Every tool call through the mcp-gateway is logged to the audit_log table in PostgreSQL. Logs include the tool name, calling user, team scope, sanitised parameters (secrets are redacted), and the result status. This audit trail is permanent and cannot be deleted via the API.

sql — query recent MCP tool calls for a teamSELECT
  al.id,
  al.action,          -- e.g. 'mcp.scrape_url', 'mcp.write_file'
  al.user_id,
  al.team_scope,
  al.params,          -- sanitised JSON (secrets redacted)
  al.result_status,   -- 'success', 'error', 'timeout'
  al.created_at
FROM audit_log al
WHERE al.action LIKE 'mcp.%'
  AND al.team_scope = 'excalibur'
ORDER BY al.created_at DESC
LIMIT 50;

-- Returns: tool name, user_id, team_scope, params (sanitized), timestamp

The audit log is also used for usage accounting. You can query it to see which tools your team uses most frequently, or to investigate a specific tool call by its audit_id returned in the tool response.

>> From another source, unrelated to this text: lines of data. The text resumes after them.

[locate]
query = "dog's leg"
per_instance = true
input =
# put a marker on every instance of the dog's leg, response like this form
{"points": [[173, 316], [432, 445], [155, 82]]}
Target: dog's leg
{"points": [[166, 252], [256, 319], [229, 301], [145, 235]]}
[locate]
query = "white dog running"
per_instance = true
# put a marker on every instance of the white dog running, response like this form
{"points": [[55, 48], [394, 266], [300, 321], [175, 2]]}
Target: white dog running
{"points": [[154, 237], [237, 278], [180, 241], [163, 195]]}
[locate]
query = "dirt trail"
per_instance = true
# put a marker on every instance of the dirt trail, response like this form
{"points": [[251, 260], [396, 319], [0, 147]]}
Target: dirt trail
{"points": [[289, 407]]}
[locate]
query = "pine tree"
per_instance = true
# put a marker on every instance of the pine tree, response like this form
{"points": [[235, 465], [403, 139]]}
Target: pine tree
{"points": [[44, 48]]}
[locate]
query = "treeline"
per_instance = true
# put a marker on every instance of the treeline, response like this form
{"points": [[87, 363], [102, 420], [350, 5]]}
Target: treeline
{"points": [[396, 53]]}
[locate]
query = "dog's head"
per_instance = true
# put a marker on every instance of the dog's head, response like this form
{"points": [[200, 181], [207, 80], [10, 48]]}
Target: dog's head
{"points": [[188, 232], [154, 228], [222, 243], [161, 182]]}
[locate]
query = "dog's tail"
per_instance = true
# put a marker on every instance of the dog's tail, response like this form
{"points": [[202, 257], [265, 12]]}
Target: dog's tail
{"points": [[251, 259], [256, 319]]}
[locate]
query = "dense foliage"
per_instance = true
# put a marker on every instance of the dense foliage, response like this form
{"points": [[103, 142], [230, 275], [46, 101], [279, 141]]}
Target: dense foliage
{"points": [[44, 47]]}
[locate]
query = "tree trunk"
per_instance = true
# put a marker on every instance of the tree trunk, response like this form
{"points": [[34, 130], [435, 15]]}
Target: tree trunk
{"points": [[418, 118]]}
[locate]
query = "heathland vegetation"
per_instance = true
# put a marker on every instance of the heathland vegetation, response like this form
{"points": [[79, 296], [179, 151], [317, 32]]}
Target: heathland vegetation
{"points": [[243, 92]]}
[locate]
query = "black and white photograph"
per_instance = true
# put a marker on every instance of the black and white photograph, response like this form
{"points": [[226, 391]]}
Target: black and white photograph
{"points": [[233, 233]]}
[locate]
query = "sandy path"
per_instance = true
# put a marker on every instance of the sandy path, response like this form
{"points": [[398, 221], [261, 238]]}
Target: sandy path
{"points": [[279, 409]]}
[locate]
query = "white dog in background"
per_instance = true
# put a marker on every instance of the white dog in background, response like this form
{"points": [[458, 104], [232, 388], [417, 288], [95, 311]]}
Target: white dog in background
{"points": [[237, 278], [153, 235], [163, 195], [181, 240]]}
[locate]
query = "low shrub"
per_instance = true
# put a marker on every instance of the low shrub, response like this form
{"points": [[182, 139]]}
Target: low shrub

sql — look up a specific tool call by audit_idSELECT * FROM audit_log
WHERE id = 'audit_abc123'
  AND team_scope = 'excalibur';  -- team_scope always required for isolation

Audit Log Retention

By default, audit logs are retained indefinitely. You can configure a retention period via the AUDIT_LOG_RETENTION_DAYS environment variable in memory-api. Logs older than the retention period are archived to MinIO before deletion, so they remain accessible for compliance purposes.